On nous oubliera (Lorraine)
Ma voiture n’a pas démarré ce matin. Il n’y avait plus d’essence. Il n’y en a plus nulle part d’ailleurs. Ils ont tout réquisitionné. On tire. A plat ventre, vite… Très vite… Pas assez vite.
Je suis là, dans le troupeau lamentable, ils m’ont traîné dans le chemin qui sent le printemps. On est tous rassemblés en troupeau, on a tous la peur dans les entrailles, on ne crie pas, on baisse les yeux comme si cela pouvait nous faire disparaître. Eux, ils gueulent. Ils ont attrapé Maxime, il est au premier rang, il a reçu la crosse du fusil sur la joue, il saigne. Moi, j’ai mal, mais je ne saigne pas. Du moins je ne crois pas. On est tous serrés les uns contre les autres, je ne peux pas regarder ma jambe qui brûle. Mais la jambe, ce n’est pas grave.

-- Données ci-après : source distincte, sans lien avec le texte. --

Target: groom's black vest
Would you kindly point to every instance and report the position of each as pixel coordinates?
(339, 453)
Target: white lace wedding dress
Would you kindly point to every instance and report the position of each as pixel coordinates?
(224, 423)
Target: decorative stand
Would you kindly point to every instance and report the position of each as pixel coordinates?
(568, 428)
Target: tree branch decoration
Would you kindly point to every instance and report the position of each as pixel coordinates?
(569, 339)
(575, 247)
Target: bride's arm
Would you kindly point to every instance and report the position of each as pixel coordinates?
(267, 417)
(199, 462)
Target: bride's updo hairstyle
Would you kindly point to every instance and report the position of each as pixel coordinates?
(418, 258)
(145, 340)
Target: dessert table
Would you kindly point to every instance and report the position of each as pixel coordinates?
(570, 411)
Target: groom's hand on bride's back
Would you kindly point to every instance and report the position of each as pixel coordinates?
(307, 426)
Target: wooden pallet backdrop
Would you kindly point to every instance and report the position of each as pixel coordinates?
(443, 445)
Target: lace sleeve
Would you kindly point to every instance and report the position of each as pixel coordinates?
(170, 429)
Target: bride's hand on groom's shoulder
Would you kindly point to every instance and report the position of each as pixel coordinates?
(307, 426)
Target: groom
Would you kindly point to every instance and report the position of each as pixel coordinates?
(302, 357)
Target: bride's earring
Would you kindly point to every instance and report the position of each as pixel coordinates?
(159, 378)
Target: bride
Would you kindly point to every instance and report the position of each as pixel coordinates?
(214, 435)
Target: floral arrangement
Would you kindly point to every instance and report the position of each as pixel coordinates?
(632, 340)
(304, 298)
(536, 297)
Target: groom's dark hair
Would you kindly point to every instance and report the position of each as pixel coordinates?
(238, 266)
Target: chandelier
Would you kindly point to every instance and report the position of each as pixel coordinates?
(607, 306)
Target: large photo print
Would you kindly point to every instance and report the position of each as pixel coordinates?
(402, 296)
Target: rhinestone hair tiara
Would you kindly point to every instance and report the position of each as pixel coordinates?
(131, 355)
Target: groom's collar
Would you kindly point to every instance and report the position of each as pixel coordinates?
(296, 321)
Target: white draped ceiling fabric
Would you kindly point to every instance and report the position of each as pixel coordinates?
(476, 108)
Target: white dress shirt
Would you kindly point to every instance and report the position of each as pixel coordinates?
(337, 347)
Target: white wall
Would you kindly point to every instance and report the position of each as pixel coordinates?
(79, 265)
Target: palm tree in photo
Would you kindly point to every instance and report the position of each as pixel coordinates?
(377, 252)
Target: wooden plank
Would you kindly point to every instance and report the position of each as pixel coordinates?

Pourquoi on est là ? Ah oui, on a fait sauter un pont. Un pont ! Ils gueulent. Ma voiture n’a pas démarré ce matin . Elle ne démarrera plus, plus jamais. Moi non plus. Je lève la tête, très haut, le plus haut possible par-dessus les rangs recroquevillés. Ils gueulent. Ils baragouinent, ils comptent… Je suis le premier.
On nous oubliera. On oublie toujours les otages.